During the first millennium AD Early Baltics, three important cultural regions emerged in the lands which today form the republic of Estonia. These were northern Estonia, southern Estonia, and western Estonia, together with the islands (generally with Saaremaa being the most powerful). The origins of the modern Estonian counties were formed during this period, and these regions maintained their own security and looked after their own interests. Each tribal region (or parish once Christianity had been introduced) was headed by a council of elders.

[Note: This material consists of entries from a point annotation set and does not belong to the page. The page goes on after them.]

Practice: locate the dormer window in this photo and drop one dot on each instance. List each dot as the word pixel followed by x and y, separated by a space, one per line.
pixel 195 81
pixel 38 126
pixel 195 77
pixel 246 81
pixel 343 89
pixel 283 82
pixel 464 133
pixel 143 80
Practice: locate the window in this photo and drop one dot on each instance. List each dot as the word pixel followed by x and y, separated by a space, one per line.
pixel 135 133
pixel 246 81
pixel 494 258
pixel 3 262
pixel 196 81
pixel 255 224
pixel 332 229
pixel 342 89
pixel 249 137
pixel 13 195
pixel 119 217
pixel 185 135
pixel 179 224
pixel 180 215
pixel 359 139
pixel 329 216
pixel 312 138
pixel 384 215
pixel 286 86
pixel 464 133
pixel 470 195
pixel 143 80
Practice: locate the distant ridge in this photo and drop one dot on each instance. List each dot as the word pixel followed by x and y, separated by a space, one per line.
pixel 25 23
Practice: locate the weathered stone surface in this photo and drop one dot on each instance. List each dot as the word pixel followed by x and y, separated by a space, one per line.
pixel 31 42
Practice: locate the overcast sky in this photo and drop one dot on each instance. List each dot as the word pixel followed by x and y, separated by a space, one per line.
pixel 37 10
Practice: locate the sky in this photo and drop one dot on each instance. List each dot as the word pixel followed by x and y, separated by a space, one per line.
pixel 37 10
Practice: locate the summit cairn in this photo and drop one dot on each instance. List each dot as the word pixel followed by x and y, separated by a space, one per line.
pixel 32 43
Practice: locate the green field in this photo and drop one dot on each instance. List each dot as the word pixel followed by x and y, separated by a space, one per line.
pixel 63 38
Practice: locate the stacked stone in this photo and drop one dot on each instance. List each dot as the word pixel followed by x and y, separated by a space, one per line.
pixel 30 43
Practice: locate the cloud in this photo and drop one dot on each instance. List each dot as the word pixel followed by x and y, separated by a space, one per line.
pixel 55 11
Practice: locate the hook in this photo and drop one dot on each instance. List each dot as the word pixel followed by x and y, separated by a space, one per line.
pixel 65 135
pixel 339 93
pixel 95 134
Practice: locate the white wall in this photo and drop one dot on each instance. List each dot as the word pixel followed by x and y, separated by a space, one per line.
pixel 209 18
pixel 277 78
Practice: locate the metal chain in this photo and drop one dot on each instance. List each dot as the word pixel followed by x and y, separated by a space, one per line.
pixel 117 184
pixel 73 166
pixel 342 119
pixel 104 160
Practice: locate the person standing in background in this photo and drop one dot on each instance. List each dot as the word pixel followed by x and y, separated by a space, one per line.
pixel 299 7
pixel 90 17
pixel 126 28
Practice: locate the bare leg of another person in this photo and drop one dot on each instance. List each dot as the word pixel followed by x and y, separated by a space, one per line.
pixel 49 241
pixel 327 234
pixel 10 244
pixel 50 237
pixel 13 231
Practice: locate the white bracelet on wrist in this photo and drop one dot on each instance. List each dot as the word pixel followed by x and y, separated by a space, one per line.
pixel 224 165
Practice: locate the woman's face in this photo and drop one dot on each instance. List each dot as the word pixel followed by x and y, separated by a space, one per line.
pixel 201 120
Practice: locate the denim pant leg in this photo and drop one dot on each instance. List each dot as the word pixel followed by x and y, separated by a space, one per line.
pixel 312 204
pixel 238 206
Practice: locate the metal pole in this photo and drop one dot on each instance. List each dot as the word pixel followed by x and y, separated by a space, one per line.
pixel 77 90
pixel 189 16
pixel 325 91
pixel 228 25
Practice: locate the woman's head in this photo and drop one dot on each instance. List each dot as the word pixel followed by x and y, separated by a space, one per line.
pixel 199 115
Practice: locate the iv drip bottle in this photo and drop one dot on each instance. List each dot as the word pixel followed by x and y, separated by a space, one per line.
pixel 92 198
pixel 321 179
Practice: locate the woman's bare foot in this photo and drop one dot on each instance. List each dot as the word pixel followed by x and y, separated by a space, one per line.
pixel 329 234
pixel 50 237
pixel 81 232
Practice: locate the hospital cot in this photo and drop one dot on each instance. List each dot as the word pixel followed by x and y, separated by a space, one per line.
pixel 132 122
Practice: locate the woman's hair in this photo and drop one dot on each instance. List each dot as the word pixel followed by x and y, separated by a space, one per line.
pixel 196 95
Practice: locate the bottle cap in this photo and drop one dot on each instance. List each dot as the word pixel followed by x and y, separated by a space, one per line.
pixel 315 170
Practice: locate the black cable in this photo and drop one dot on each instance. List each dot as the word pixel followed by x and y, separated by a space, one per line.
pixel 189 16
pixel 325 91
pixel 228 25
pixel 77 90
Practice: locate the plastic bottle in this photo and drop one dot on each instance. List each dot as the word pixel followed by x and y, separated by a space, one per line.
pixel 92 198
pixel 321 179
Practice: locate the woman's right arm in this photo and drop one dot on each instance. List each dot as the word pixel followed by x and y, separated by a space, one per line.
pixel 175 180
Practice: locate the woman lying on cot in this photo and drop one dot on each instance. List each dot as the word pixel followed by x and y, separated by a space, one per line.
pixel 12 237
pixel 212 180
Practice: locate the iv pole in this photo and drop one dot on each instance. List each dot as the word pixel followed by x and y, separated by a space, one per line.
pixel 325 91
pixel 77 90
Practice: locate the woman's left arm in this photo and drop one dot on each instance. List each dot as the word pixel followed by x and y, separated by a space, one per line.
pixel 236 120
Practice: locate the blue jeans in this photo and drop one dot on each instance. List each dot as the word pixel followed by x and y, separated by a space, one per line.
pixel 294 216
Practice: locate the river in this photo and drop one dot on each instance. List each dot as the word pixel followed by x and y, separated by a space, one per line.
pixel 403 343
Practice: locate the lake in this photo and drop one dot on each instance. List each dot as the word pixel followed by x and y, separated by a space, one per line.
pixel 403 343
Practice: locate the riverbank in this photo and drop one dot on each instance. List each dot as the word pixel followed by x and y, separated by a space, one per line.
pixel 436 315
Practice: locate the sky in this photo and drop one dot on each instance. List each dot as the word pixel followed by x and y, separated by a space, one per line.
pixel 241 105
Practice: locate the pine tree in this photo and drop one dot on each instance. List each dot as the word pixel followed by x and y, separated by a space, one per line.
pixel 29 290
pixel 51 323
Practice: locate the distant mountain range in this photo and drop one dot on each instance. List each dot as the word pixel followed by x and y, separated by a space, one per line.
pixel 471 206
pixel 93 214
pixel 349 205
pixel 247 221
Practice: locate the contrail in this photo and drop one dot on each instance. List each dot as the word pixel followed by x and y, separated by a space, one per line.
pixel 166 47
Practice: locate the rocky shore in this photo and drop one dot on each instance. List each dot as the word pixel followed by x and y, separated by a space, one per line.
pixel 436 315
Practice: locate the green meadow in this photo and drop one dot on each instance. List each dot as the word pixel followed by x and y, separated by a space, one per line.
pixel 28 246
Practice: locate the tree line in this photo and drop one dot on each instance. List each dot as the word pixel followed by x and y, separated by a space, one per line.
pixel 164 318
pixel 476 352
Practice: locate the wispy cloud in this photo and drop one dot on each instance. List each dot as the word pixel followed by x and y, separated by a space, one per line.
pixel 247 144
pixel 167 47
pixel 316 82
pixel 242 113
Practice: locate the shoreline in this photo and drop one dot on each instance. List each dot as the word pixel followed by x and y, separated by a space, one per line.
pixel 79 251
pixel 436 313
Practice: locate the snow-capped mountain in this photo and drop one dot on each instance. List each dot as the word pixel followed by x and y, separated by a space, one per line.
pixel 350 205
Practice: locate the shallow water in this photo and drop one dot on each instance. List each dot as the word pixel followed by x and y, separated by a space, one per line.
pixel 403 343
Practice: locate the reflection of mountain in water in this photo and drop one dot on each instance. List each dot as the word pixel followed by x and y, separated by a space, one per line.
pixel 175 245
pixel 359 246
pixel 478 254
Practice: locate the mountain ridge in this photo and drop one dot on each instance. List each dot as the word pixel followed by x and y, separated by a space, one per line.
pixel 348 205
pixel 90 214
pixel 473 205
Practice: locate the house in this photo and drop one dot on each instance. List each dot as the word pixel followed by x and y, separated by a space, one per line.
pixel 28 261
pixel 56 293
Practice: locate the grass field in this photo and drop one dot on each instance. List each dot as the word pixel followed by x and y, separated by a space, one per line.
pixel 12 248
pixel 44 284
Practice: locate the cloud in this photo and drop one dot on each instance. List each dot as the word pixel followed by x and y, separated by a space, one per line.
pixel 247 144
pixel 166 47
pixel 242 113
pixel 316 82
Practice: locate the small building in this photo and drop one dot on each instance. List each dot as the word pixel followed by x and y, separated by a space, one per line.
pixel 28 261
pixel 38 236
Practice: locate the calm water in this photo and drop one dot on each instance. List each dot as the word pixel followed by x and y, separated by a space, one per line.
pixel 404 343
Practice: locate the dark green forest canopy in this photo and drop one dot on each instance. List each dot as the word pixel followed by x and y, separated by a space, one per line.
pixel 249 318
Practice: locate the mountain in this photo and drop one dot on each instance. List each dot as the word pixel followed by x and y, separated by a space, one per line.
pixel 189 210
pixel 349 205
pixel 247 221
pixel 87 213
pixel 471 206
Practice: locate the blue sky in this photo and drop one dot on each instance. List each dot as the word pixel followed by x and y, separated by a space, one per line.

By AD 1170 some of the native tribes could be identified by name, such as the Ugaunians or Unguenois who were located in the south and east of modern Estonia, in the modern Tartu, Põlva, Võru, and Valga counties. The name of this group is sometimes shown as Ugandi, Ugannians, Oandi, and also Ugalased in Estonian, with a possible original form likely to have been close to the modern extrapolation, 'Ugandi'. Their tribal centre was at Tartu (Dorpat to the Germans). The modern Latvian word for Estonia (the country, but not the people) is Igaunija, which originates from the Unguenois. They were part of a greater tribal body which was known to the early Rus as the Chudes or Chuds, who extended into Karelia and modern north-western Russia. The same term - Chudes - could be used to reference a number of Finno-Ugric groups in the same area.

The Estonians were quite capable of defending themselves at this point, having kept out the surrounding Christianised states for the previous two hundred years. It was only in the second half of the twelfth century that the onslaught from the Holy Roman empire began, with more resources and greater levels of well-armed soldiery than the Estonians could ever hope to defeat. The Unguenois were generally seen by their southern neighbours the Lats - and by other Estonians too - as brigands and robbers. Jobs could be done in a hurry for fear that the Unguenois would turn up and steal anything they could get their hands on.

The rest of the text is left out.